Search code examples
regexultraedit

Ultraedit, regular expression help, extracting 2 values, comma separated


I have this file where I only want to extract the email address and first name from our client list.

So a sample from the file:

a@abc.com,www.abc.com,2011-11-15 00:00:00,8.8.8.8,John,Doe,209 Park Rd,See,FL,33870,,,
b@abc.com,cde.com,2011-11-07 00:00:00,4.4.4.4,Erickson,Crast,136 Kua St # 1367,Pearl,HI,96782,,8084568190,

I would like to get back

a@abc.com,John
b@abc.com,Erickson

So basically email address and First Name

I know I can do this in powershell but maybe a find and replace in ultraedit will be faster

Note: you will notice some fields are not provided so it will show ",," meaning those fields were left empty when the user signed up but the amount of comma in each line is the same, 12 being the count.


Solution

  • So basically there are fields separated by ",". Without looking at the correct content (i.e. email/timestamp etc. will need to have a certain format which could also be checked) let's just try to extract the values of the first and fourth field.

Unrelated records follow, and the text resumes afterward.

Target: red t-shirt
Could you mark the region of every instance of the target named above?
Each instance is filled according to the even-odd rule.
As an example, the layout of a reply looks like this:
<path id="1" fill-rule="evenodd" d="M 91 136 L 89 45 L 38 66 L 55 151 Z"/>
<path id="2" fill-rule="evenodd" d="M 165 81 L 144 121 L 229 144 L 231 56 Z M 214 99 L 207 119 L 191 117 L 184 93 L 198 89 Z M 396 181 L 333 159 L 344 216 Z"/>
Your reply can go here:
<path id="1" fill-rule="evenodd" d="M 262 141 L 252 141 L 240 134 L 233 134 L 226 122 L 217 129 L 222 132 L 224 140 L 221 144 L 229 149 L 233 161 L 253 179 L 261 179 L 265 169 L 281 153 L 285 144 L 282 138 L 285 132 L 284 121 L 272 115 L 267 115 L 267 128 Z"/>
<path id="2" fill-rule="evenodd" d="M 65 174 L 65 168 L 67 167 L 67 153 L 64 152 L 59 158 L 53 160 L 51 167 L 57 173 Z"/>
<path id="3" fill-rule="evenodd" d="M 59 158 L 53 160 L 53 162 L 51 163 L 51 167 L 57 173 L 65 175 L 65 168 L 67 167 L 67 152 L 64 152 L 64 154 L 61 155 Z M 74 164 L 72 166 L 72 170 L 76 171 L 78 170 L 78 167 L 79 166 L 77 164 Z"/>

    so I'd suggest a Replace-Operation where you search for

    ^([^,]*),[^,]*,[^,]*,[^,]*,([^,]*),.*$
    

    and replace it with

    \1 # \2
    

    Options: "Regular Expressions: Unix".

    (Just inserted the # to have a separator, although the first whitespace would be sufficient. But you'll get the idea, I assume...)

    Result:

    a@abc.com # John
    b@abc.com # Erickson